Friday, January 30, 2009

RATES to COME UP...pretty dramatic change expected tomorrow. Perspective though: STILL likely to be LOWER than we have seen for much of our lives.


Have you metChad?

FNMA 4.0% : SLUMPED 78 bps…after being down for most of the session. 10 year t-notes PLUMMETED nearly 200 basis points.


DOW: YIKES…down 226 points. Financials took a beating today after some success yesterday. (Bank of America and Morgan Chase down EIGHT percent)


Why such a beating?


1. Hedge Fund effect: Hedge funds reportedly divested of huge amounts of mortgage backed securities and bonds today…which added to the erosion in MBS pricing.


2. Foreign participation: foreign participation was about normal in the HUGE auction (below) but foreign money SMELLS something fishy gang.

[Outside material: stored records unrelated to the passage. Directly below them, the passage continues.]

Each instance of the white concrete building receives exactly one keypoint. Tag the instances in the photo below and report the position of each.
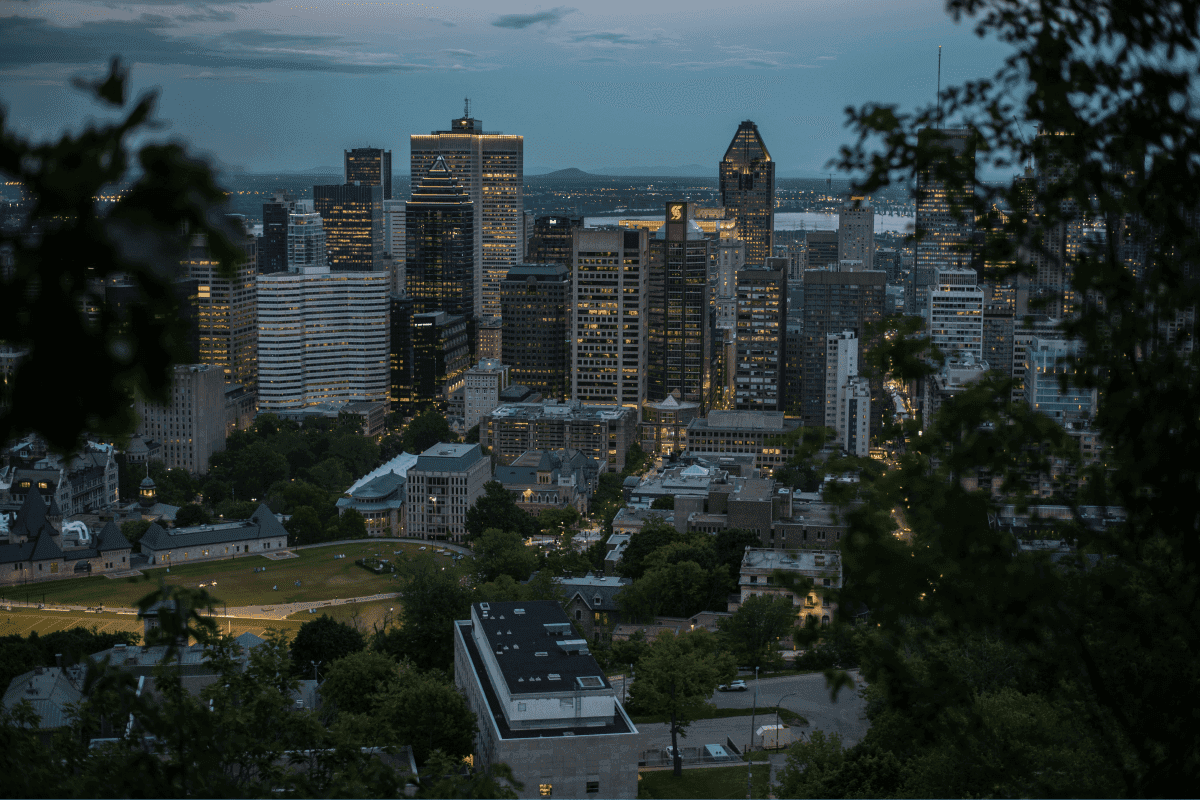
(954, 316)
(483, 388)
(443, 483)
(323, 337)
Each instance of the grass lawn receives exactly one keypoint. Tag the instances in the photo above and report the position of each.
(321, 575)
(766, 714)
(24, 621)
(703, 782)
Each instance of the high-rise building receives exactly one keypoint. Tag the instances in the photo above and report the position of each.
(821, 248)
(761, 337)
(491, 167)
(441, 272)
(610, 288)
(353, 220)
(322, 338)
(369, 167)
(306, 242)
(954, 317)
(551, 240)
(945, 208)
(191, 426)
(225, 312)
(856, 232)
(679, 322)
(834, 301)
(748, 190)
(537, 328)
(273, 247)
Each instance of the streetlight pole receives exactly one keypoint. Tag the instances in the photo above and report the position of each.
(754, 711)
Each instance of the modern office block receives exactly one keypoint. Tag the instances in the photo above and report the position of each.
(748, 190)
(491, 167)
(535, 341)
(945, 210)
(441, 257)
(369, 167)
(443, 485)
(322, 338)
(679, 322)
(856, 232)
(306, 242)
(610, 288)
(551, 240)
(833, 302)
(273, 247)
(821, 248)
(226, 312)
(761, 337)
(191, 425)
(483, 385)
(954, 317)
(353, 220)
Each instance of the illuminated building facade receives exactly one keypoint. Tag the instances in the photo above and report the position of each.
(679, 319)
(748, 190)
(491, 167)
(759, 383)
(537, 328)
(322, 338)
(945, 212)
(833, 302)
(225, 312)
(353, 221)
(856, 233)
(441, 268)
(369, 167)
(610, 288)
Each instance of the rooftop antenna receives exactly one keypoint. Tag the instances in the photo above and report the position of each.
(939, 86)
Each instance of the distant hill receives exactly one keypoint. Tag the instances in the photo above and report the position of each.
(565, 174)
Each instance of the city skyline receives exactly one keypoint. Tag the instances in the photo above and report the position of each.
(240, 80)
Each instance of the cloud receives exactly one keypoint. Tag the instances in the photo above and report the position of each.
(520, 22)
(151, 40)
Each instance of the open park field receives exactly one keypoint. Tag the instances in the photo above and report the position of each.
(235, 583)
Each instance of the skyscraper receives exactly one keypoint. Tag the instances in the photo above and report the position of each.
(761, 337)
(537, 328)
(856, 233)
(370, 167)
(945, 208)
(834, 302)
(491, 167)
(353, 221)
(225, 312)
(748, 190)
(609, 287)
(679, 322)
(439, 251)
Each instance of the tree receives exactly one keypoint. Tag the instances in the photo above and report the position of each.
(352, 681)
(432, 601)
(753, 633)
(497, 509)
(1110, 86)
(66, 245)
(426, 429)
(676, 677)
(323, 641)
(193, 513)
(501, 552)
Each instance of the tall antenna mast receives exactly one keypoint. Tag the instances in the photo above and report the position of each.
(939, 86)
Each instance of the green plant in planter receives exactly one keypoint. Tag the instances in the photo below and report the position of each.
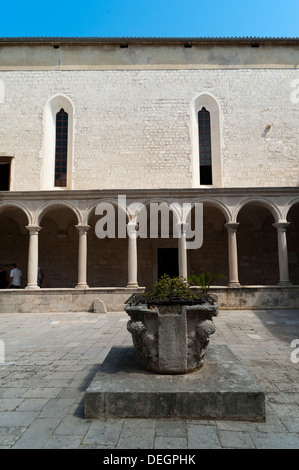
(171, 289)
(204, 280)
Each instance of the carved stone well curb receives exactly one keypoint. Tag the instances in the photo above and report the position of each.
(171, 338)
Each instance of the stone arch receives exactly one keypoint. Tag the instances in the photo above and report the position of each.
(288, 207)
(212, 105)
(257, 243)
(48, 206)
(217, 204)
(212, 256)
(90, 210)
(259, 202)
(52, 106)
(14, 237)
(4, 206)
(2, 92)
(292, 234)
(107, 258)
(58, 243)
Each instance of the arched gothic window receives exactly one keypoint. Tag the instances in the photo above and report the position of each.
(58, 144)
(206, 141)
(205, 150)
(61, 148)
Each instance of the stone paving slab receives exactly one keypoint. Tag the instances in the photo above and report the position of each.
(221, 389)
(39, 346)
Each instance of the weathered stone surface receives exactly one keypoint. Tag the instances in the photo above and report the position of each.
(221, 389)
(171, 339)
(99, 306)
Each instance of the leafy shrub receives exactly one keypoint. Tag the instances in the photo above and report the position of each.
(204, 280)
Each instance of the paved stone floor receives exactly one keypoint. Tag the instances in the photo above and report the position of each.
(51, 358)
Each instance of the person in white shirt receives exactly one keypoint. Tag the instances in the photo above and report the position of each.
(15, 277)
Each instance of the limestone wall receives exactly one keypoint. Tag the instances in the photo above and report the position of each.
(132, 128)
(73, 300)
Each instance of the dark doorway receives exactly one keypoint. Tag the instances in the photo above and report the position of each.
(4, 173)
(168, 262)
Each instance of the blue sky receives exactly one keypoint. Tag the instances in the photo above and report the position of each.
(159, 18)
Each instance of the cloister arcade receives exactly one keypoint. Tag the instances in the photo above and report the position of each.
(250, 239)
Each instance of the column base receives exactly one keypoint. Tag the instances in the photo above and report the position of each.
(234, 284)
(132, 285)
(284, 283)
(32, 287)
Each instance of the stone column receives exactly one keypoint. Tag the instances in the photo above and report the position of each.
(32, 270)
(183, 269)
(132, 255)
(282, 253)
(82, 256)
(232, 254)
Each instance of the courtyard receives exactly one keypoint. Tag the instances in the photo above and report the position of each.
(51, 358)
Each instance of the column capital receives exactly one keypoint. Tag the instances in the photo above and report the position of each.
(33, 228)
(232, 226)
(282, 225)
(82, 228)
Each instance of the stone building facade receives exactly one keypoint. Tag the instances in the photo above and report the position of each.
(135, 129)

The $819 BILLION solution is shrouded in mystery and keeps changing in character…but is very obviously two things: 1. Inflationary: it waters down the money in our economy. 2. Riddled with what could be construed as "swindle." Example: funding for "contraception" was at one time included as an "imperative" to help stimulate the economy…


3. Supply: $30 Billion worth of 5 year t-notes hit the market with a chilly reception…we did have about normal (34-ish%) foreign participation.


4. Investors cashing in: to preserve profits from the last few days.



DJIA 8,149.01 -226.44 NASDAQ 1,507.84 -50.50 SP500 874.09 +28.38


Perspective: (Thanks Renee Gaugler for sharing this insight with me today!) In looking at the purchase habits of the feds over the last few weeks we see that they are buying the heck out of 5% and 5.5% mortgage bonds…


SO: Since these bonds "back" 5.5% to 6.0% mortgages: This is actually supporting a "ceiling" of interest rates. The "ceiling" is in contrast to the initial impression that they were going to keep rates ridiculously low for as long as possible. The strategy has turned from "creating" low rates to "maintaining" low rates.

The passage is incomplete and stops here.